Oh, there you are, Peter!
I’m
not a movie buff, but I do have my favorites.
One of them is “Hook.” Although
I’ve seen the movie at least a dozen times, one scene gets to me every time I
watch it. If you haven’t seen the movie,
“Hook” is about a man named Peter Banning who has lost his identity and is on a
search to find out who he is.
His
home life is a mess: not balancing work demands, fighting with his children and
wife, etc. His wife’s mother, whom we later discover is Wendy, guides him back
to Neverland. It’s there we find him
among the treehouses with the Lost Boys.
They are trying to figure out who this giant, grown-up person is, and one
of the boys tries to help Peter figure it out.
The boy looks at Peter’s face, thinking something there looks familiar.
Then, he places his hands on Peter’s face, moves the skin around and, as he tightens
the skin on Peter’s face, exclaims; “Oh, there you are, Peter!”
It’s
the defining moment in the movie for Peter Banning as he discovers, with the
help of a Lost Boy, who he is. Once he
knows who he is, he can do what he was made to do: free Neverland once and for all from
Hook, Captain Hook.
Until
we discover who we are, life can be confusing.
It only when our relationship with God
is right, that our relationship with each other is made right. That’s the way things work. It’s the way we are created. When we don’t know who we are, everything
else in life is out of balance. We can
look in the strangest places, in the strangest ways, trying to figure this out.

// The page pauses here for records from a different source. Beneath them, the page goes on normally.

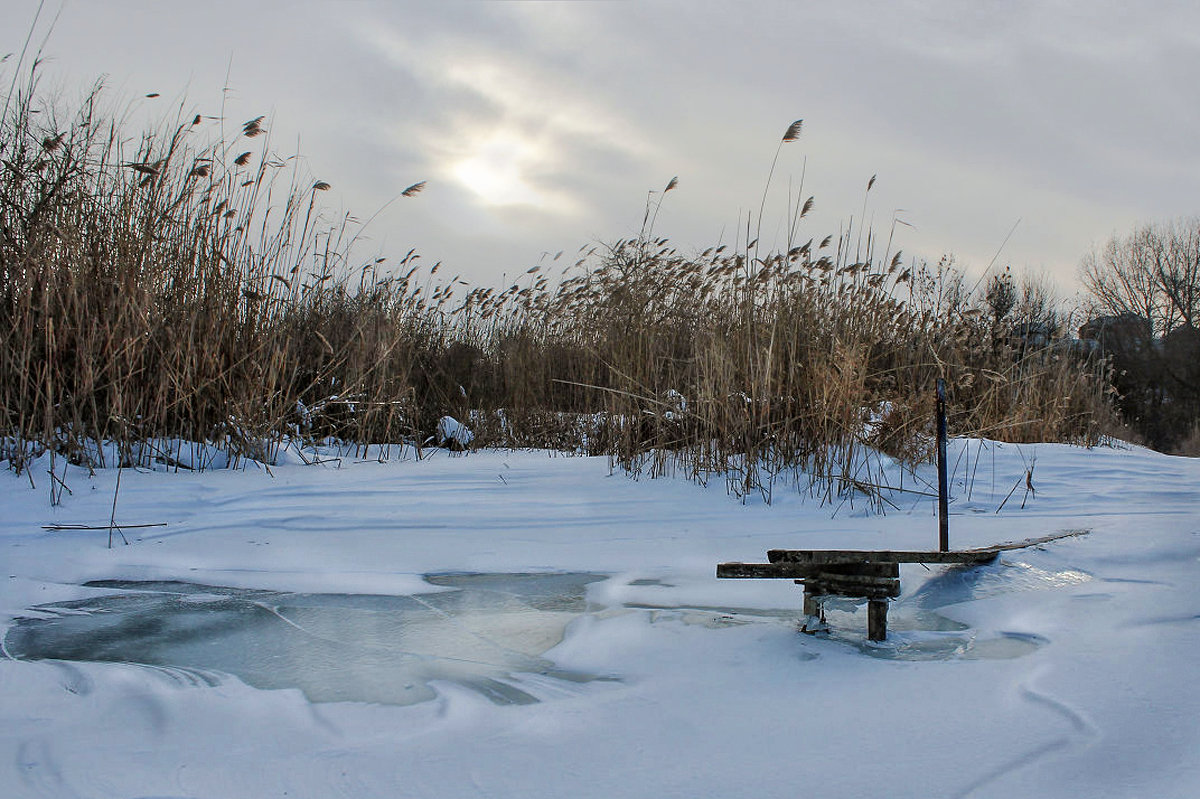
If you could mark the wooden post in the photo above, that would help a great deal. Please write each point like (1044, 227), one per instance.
(943, 505)
(814, 612)
(876, 620)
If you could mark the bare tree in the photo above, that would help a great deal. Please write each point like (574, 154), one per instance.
(1153, 274)
(1149, 287)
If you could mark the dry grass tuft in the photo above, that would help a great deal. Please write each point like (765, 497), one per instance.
(150, 294)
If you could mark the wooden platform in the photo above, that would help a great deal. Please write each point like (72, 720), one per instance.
(870, 575)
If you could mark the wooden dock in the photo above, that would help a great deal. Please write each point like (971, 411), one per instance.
(870, 575)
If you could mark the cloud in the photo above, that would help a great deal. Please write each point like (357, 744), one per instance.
(501, 126)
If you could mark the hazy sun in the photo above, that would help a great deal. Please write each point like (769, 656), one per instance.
(495, 172)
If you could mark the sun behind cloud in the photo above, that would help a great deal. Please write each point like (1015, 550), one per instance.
(496, 172)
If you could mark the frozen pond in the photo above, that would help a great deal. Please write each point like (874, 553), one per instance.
(487, 632)
(483, 631)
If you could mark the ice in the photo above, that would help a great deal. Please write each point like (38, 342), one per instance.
(334, 648)
(1062, 671)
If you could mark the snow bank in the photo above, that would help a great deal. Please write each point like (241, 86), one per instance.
(718, 692)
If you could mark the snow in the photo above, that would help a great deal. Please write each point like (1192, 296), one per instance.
(1063, 671)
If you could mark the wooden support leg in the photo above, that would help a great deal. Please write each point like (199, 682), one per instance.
(877, 619)
(814, 614)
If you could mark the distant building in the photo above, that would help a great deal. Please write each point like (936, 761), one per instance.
(1126, 332)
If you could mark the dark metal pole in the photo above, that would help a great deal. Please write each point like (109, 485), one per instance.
(943, 508)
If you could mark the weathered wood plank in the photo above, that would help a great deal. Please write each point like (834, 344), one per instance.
(838, 557)
(767, 570)
(822, 588)
(786, 570)
(977, 556)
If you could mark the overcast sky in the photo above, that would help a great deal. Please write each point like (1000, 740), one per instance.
(541, 126)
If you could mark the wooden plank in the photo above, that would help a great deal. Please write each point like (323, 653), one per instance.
(767, 570)
(787, 570)
(977, 556)
(861, 569)
(841, 557)
(822, 588)
(853, 580)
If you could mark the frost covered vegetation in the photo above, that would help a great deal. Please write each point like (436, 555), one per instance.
(181, 286)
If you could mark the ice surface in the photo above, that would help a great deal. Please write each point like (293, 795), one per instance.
(1063, 671)
(333, 647)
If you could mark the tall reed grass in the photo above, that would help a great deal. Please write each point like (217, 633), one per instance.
(183, 287)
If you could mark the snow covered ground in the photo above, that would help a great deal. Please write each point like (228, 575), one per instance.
(1062, 671)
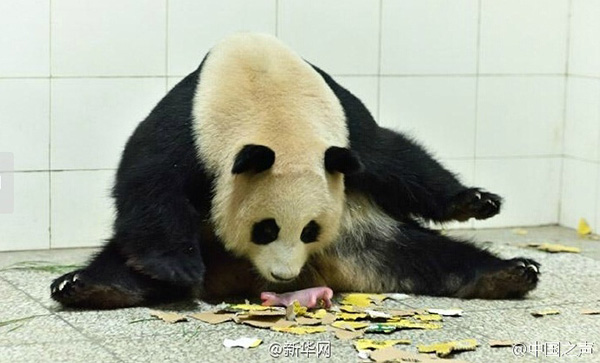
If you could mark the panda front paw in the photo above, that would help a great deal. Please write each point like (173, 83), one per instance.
(176, 267)
(474, 203)
(67, 287)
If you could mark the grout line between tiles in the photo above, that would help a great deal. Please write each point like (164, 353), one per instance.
(50, 125)
(565, 107)
(277, 18)
(477, 61)
(383, 75)
(379, 60)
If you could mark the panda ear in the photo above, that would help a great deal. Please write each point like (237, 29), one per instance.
(342, 160)
(254, 158)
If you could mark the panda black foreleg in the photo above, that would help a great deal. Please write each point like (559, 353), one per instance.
(108, 283)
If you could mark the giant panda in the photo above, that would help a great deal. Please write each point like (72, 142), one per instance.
(258, 171)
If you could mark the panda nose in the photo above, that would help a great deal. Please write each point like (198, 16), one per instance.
(282, 278)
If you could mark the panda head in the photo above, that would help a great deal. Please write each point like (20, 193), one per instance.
(281, 209)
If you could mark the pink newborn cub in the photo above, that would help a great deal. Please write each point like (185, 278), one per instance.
(307, 297)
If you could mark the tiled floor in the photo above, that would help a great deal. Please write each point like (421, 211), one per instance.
(46, 333)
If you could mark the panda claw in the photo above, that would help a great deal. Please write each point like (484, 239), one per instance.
(62, 285)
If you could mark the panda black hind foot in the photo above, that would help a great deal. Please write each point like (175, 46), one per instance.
(77, 289)
(474, 203)
(512, 279)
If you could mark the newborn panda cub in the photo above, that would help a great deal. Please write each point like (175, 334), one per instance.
(258, 172)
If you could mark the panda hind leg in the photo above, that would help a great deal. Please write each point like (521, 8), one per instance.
(424, 262)
(108, 283)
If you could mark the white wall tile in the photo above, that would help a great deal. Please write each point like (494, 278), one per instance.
(108, 37)
(523, 36)
(529, 186)
(584, 56)
(520, 116)
(429, 37)
(464, 169)
(579, 188)
(24, 38)
(582, 124)
(93, 118)
(82, 211)
(25, 115)
(339, 36)
(365, 88)
(438, 111)
(195, 26)
(596, 224)
(27, 228)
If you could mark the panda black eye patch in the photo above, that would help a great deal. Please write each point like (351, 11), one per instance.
(265, 231)
(310, 232)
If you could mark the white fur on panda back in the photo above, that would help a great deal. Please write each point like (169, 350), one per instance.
(255, 90)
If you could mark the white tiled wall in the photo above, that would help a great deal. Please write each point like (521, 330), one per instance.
(506, 93)
(581, 169)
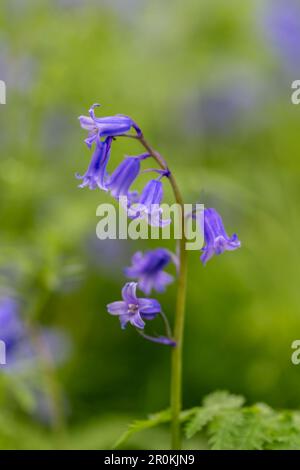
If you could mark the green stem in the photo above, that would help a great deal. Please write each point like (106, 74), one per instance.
(176, 370)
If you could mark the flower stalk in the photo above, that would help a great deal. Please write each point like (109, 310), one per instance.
(147, 269)
(176, 367)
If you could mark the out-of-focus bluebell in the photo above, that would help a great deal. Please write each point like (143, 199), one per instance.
(281, 26)
(222, 108)
(20, 348)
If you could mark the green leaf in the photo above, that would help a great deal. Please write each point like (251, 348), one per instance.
(225, 429)
(152, 421)
(223, 400)
(140, 425)
(213, 405)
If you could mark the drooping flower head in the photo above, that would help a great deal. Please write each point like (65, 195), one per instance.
(148, 269)
(124, 175)
(11, 327)
(96, 174)
(147, 205)
(110, 126)
(216, 240)
(133, 309)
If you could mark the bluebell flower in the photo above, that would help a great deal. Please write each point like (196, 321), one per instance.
(133, 309)
(148, 269)
(216, 240)
(147, 206)
(96, 174)
(110, 126)
(124, 175)
(282, 26)
(20, 349)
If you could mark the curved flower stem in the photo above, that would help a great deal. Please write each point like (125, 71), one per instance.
(176, 372)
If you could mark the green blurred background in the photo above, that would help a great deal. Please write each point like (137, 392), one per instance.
(209, 83)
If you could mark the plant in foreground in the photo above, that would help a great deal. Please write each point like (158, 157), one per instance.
(148, 269)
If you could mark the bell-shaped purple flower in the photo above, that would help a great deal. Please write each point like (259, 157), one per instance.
(124, 175)
(216, 240)
(148, 269)
(96, 174)
(132, 309)
(147, 205)
(110, 126)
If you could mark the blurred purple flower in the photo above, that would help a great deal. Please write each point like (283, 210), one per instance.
(216, 240)
(282, 27)
(96, 174)
(21, 352)
(147, 206)
(110, 126)
(124, 175)
(148, 268)
(132, 309)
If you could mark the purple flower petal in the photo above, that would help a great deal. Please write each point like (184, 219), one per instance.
(129, 293)
(117, 308)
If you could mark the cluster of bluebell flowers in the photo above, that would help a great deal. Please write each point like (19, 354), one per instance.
(147, 269)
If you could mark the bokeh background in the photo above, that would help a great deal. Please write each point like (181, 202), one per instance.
(210, 84)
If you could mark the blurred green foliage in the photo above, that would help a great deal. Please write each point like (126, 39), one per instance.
(155, 61)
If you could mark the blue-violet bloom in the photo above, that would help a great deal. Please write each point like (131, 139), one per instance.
(148, 269)
(124, 175)
(132, 309)
(96, 174)
(216, 240)
(110, 126)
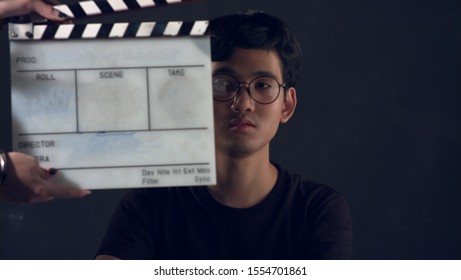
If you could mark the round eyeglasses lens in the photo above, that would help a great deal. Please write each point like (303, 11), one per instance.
(264, 89)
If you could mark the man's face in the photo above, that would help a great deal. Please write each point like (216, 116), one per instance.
(242, 126)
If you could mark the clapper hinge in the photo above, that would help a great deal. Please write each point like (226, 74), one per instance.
(21, 31)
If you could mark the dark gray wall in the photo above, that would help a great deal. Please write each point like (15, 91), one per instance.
(378, 119)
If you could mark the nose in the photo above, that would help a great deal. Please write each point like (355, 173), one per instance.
(243, 100)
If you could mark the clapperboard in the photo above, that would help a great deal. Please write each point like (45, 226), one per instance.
(116, 105)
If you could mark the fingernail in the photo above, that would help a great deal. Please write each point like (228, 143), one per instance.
(63, 15)
(52, 171)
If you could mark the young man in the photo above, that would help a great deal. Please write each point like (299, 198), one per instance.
(257, 210)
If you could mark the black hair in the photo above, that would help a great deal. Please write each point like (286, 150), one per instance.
(256, 30)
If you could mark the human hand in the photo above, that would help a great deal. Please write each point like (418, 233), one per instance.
(9, 8)
(27, 182)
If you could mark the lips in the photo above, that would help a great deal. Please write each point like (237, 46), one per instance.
(241, 123)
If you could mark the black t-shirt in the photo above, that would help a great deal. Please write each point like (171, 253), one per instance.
(299, 219)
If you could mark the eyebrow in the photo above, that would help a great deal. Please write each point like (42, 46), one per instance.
(230, 71)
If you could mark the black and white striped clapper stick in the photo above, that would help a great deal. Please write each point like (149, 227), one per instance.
(93, 8)
(119, 30)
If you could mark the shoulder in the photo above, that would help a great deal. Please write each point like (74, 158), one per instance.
(313, 197)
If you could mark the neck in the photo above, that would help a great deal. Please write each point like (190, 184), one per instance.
(243, 182)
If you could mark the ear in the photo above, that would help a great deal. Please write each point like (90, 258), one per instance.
(289, 105)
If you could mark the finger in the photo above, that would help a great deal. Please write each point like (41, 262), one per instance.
(47, 11)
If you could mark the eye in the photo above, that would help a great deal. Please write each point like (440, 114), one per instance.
(261, 85)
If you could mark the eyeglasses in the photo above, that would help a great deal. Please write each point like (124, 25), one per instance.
(263, 89)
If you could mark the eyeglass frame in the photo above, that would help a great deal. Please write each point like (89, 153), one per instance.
(239, 86)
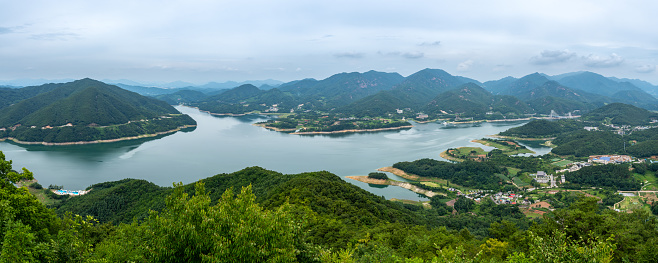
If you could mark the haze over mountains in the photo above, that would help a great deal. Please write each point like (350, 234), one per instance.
(431, 91)
(375, 93)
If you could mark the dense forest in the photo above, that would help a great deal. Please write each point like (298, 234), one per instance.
(259, 215)
(85, 110)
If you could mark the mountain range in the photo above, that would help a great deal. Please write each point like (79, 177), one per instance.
(83, 110)
(430, 91)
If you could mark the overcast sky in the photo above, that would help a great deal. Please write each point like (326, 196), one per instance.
(199, 41)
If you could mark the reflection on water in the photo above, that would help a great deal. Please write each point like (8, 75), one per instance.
(223, 144)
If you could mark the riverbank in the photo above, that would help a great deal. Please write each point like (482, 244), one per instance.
(97, 141)
(404, 185)
(355, 131)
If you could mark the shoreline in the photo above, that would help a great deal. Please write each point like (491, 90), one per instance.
(97, 141)
(404, 185)
(444, 155)
(355, 131)
(520, 138)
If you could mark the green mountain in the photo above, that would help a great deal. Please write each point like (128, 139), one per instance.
(621, 114)
(471, 100)
(380, 104)
(87, 110)
(236, 95)
(421, 87)
(498, 86)
(561, 106)
(595, 83)
(182, 97)
(342, 89)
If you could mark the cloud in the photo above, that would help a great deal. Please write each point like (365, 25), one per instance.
(430, 44)
(407, 55)
(465, 66)
(413, 55)
(5, 30)
(501, 68)
(552, 56)
(54, 36)
(603, 62)
(645, 69)
(352, 55)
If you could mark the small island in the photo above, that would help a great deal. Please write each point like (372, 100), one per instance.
(329, 124)
(86, 111)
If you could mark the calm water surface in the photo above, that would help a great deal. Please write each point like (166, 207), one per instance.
(228, 144)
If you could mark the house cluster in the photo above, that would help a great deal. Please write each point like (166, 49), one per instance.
(574, 167)
(606, 159)
(543, 178)
(509, 198)
(475, 195)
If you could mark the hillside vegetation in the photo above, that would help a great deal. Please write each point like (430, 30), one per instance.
(87, 110)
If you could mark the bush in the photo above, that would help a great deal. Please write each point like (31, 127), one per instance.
(376, 175)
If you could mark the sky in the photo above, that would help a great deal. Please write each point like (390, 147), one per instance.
(198, 41)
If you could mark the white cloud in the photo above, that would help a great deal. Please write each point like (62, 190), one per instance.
(430, 44)
(645, 69)
(552, 56)
(465, 66)
(603, 62)
(352, 55)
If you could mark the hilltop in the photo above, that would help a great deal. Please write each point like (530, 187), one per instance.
(85, 110)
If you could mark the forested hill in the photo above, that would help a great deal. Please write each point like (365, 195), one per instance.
(85, 110)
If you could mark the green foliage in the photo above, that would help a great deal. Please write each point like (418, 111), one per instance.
(191, 230)
(96, 110)
(610, 175)
(543, 128)
(585, 143)
(468, 173)
(621, 114)
(463, 205)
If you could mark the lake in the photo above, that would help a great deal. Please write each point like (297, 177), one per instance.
(228, 144)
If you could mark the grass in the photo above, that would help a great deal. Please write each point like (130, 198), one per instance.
(503, 177)
(633, 203)
(38, 193)
(432, 184)
(513, 171)
(649, 180)
(507, 147)
(519, 182)
(562, 163)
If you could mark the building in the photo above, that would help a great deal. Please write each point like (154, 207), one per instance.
(606, 159)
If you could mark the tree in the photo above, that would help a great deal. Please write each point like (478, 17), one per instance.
(463, 205)
(190, 230)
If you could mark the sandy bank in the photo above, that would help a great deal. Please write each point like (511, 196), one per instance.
(98, 141)
(404, 185)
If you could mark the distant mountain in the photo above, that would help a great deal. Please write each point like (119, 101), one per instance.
(421, 87)
(344, 88)
(236, 94)
(471, 100)
(247, 98)
(380, 104)
(146, 91)
(499, 86)
(182, 97)
(637, 98)
(561, 106)
(621, 114)
(595, 83)
(646, 86)
(87, 110)
(11, 96)
(522, 88)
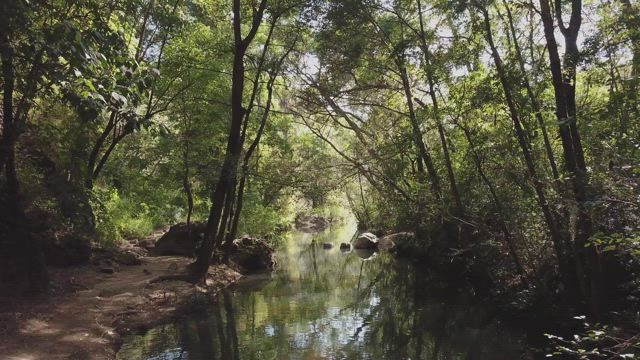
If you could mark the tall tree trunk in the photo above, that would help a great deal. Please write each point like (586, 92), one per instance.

But it’s only when our relationship with God is restored that our relationships
with one another can be as well.
Shortcuts
won’t work.
When
we attempt to find purpose — what is ours to do — without first getting our
relationship with God right — who we were created to be — there is nothing we
can do to fill that void. It’s doing
things backward. It’s attempting to use
things to fill our desire to have meaning, when we were designed to have that
desire met in relationship. No amount of
causes we become involved in will satisfy us.
Our relationships with one another will never become all that God
intended them to be.
Just
like Peter Banning couldn’t settle his own inner struggle, we can’t
either. An encounter with God is like
that moment in “Hook” when a Lost Boy helps Peter discover who he is. In that
moment, Peter remembers what he was created to do.
What
I’m talking about is much more important than a children’s story or a movie. The way for us to discover who we are isn’t
in returning to a “Neverland.” The way is to allow God to place His hands on
our face, move some skin around and, as our relationship with Him is restored,
hear Him say as He looks us in the face: “Oh, there you are!”